This is a slow work week for me. It’s one of those times I’ve described before when I have the opportunity to catch up on all the things that have been waiting for me while work has been busy. When I say all the things, I mean every single category in my life. It’s one of those Mondays when someone with a compulsive, over-achieving, perfectionist personality like mine can have trouble getting focused.
There are those two children I gave birth to and try to homeschool who are spending time at their father’s place in another state; they will need to be looked in on by Skype to make sure they are on track with their work. (Can we take just a moment for a ‘hollah’ to Skype? Life changing.) There is that proposal I’m working on that needs to go in the mail today which could lead to some more income. There is the house — almost every room, both floors, including garage — that is under a film of dust and clutter. The latter is a mega-category. I best not get into the detail. I need to order another microphone. I need to call the insurance company. We all know I could be into that for an hour, maybe two. I should get in three good workouts before the weekend. (There is a chance I’ll do a video of Steve and me working with kettlebells.) There are several stacks — these accumulate for me because I hate paperwork — stacks of mail and bills that need to be attended to, things that need filing, things that need calling about. It’s not that I can’t or won’t do it well — it’s that once I begin, I will need to be meticulous with it. I need a PA. I lust for a PA. Oh, you don’t think I could give up that much control? Try me.

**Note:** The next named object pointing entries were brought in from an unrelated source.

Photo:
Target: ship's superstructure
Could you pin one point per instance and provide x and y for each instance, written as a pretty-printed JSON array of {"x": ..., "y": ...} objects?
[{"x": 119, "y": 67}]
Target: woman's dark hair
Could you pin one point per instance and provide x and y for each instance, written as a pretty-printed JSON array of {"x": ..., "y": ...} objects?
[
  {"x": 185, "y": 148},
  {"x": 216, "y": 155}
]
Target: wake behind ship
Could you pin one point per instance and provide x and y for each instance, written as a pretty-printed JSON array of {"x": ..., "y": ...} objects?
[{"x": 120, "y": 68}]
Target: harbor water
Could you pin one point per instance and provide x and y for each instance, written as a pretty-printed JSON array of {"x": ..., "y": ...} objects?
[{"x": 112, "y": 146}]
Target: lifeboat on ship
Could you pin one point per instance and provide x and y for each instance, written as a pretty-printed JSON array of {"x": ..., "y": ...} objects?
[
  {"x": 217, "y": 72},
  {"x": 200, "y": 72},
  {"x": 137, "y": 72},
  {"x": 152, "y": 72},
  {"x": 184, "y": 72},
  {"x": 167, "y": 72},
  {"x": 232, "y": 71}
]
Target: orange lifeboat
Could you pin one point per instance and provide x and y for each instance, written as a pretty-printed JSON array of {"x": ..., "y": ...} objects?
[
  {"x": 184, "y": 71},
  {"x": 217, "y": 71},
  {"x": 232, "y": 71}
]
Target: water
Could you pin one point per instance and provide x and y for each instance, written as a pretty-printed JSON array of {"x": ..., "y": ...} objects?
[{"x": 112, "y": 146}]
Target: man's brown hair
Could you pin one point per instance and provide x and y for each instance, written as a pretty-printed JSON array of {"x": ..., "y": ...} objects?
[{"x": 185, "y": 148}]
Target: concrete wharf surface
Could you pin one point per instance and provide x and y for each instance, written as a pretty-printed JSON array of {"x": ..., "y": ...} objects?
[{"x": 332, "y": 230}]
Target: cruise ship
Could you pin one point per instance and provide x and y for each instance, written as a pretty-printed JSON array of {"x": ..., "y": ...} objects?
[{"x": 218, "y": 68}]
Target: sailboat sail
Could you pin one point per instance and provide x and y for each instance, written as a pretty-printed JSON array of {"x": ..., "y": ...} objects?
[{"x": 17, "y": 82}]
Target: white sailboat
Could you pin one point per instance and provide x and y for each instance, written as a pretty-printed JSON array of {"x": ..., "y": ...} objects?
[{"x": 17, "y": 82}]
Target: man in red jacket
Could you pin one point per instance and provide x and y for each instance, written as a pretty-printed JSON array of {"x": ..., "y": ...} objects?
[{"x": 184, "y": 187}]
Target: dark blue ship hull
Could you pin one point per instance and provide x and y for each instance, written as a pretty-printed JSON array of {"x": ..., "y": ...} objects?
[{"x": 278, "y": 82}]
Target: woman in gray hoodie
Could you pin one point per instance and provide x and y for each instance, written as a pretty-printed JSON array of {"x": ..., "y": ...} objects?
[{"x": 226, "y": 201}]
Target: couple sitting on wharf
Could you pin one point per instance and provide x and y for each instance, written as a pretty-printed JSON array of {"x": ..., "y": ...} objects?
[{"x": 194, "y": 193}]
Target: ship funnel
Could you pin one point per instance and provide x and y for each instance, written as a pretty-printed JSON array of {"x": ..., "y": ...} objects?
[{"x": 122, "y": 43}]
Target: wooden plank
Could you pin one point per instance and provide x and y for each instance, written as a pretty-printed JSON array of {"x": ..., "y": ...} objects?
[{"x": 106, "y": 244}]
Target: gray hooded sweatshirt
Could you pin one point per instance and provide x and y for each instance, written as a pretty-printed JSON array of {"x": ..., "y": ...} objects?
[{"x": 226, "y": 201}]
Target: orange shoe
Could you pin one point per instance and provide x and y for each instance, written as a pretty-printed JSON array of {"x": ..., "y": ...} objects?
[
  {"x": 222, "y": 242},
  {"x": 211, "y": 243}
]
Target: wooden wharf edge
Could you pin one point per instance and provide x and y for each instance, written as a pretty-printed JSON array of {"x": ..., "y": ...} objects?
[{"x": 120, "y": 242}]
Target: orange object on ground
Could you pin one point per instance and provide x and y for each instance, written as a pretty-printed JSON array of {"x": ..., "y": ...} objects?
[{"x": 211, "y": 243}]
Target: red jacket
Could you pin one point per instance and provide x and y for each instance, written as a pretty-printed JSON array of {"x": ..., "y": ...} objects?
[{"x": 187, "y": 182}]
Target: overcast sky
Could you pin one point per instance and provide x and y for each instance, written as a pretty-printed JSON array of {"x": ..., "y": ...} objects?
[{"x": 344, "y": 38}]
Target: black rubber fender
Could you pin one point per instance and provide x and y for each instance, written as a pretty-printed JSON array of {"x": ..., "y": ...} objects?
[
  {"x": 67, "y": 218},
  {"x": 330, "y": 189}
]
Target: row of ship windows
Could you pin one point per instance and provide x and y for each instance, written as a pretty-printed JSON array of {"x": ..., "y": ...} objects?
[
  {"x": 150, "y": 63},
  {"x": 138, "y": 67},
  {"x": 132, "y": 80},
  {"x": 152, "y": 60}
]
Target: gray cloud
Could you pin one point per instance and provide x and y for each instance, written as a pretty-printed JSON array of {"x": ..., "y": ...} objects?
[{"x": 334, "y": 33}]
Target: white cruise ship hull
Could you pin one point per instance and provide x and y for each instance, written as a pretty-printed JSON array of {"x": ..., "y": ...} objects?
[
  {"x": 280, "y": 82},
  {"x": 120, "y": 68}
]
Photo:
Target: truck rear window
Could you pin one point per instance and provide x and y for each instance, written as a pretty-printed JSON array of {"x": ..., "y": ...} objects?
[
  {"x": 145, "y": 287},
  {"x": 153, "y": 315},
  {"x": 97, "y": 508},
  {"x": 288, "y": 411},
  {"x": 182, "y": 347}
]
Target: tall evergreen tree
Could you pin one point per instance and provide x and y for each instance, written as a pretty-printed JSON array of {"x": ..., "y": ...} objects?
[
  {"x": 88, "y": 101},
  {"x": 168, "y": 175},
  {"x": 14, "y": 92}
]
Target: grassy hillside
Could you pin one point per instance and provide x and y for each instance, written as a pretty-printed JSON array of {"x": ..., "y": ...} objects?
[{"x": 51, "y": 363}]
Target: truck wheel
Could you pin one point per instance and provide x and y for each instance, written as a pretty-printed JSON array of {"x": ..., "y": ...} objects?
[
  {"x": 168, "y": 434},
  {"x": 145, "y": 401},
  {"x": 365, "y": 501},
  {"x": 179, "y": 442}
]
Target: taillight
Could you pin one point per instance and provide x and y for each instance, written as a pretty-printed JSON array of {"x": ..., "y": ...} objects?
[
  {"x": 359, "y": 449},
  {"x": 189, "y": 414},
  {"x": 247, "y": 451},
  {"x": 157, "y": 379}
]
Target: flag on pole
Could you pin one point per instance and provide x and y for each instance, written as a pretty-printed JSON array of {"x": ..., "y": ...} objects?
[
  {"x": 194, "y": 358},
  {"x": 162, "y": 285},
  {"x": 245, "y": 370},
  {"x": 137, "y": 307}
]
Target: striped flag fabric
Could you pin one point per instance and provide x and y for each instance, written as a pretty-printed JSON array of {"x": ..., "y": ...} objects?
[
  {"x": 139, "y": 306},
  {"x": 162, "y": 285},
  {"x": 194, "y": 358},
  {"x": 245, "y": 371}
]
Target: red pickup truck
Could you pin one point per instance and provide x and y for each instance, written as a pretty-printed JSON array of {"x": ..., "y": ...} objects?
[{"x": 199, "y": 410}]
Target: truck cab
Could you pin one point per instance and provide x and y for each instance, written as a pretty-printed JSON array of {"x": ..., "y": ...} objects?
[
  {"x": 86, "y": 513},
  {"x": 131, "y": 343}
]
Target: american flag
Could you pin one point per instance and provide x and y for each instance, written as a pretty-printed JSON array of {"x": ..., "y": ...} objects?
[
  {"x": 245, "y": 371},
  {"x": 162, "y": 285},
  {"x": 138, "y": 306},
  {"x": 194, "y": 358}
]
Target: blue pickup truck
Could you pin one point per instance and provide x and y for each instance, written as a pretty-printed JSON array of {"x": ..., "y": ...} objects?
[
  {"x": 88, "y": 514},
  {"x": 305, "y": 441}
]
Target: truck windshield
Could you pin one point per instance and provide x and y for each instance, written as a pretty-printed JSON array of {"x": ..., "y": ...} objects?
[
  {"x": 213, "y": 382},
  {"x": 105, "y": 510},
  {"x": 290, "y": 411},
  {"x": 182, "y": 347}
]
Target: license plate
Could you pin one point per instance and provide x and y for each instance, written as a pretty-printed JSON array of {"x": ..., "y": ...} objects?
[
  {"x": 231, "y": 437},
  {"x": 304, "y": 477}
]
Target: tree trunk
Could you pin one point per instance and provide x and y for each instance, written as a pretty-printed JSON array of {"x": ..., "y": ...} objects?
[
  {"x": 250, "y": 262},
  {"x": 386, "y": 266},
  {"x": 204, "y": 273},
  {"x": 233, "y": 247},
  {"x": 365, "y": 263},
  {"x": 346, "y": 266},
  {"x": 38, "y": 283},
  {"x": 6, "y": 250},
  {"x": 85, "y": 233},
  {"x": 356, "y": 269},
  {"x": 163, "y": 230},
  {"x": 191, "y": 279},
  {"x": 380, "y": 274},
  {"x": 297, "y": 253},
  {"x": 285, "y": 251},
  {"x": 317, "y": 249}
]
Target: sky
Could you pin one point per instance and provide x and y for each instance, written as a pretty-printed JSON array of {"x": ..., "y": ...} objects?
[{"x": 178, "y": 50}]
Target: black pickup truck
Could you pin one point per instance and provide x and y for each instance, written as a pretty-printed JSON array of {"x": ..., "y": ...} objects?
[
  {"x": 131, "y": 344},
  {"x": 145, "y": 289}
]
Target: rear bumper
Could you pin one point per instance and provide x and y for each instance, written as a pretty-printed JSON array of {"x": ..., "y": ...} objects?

On Friday I put a great dog on a transport to his new home in Boston. His name is Captain, and he was only with us a few days. He was the most interesting combination breed I’ve seen in a long time — Border Terrier and German Shepherd. Unbelievably smart and sweet. He will make his new family very happy. On Saturday I picked up Cactus, an Australian Retriever — a crossbreed of Australian Shepherd and Golden Retriever. He is magnificent and beautiful and looks so much like our Huxley (same breed) that we think they might have been litter mates. Ah, yes, that’s another thing to do this week: take Cactus back to the shelter to be microchipped and inquire about his origin.
I’m not unaware that all these things are evidence of my choices, the life I’ve created. I wouldn’t change it. Most of us wouldn’t. Or we would, wouldn’t we?
Except for the millions of dollars part. I would change that in a heartbeat — and maybe I will….
Perspective is everything, regardless of what brand of spirituality you subscribe to. I know people who claim to have access to a “peace that passes all understanding” and live lives of constant drama and worry. Making an effort to be in the beauty of a single moment, to be aware of your blessings, to take responsibility for your choices and how they are currently playing out in your life, to be grateful to be alive and breathing and have people and things in your life to love and be passionate about — this is the truest form of worship I’ve ever experienced. It is a shortcut to joy.
“For every person who has ever lived there has come, at last, a spring he will never see. Glory then in the springs that are yours.” Pam Brown
Even the rainy ones. Have a great week!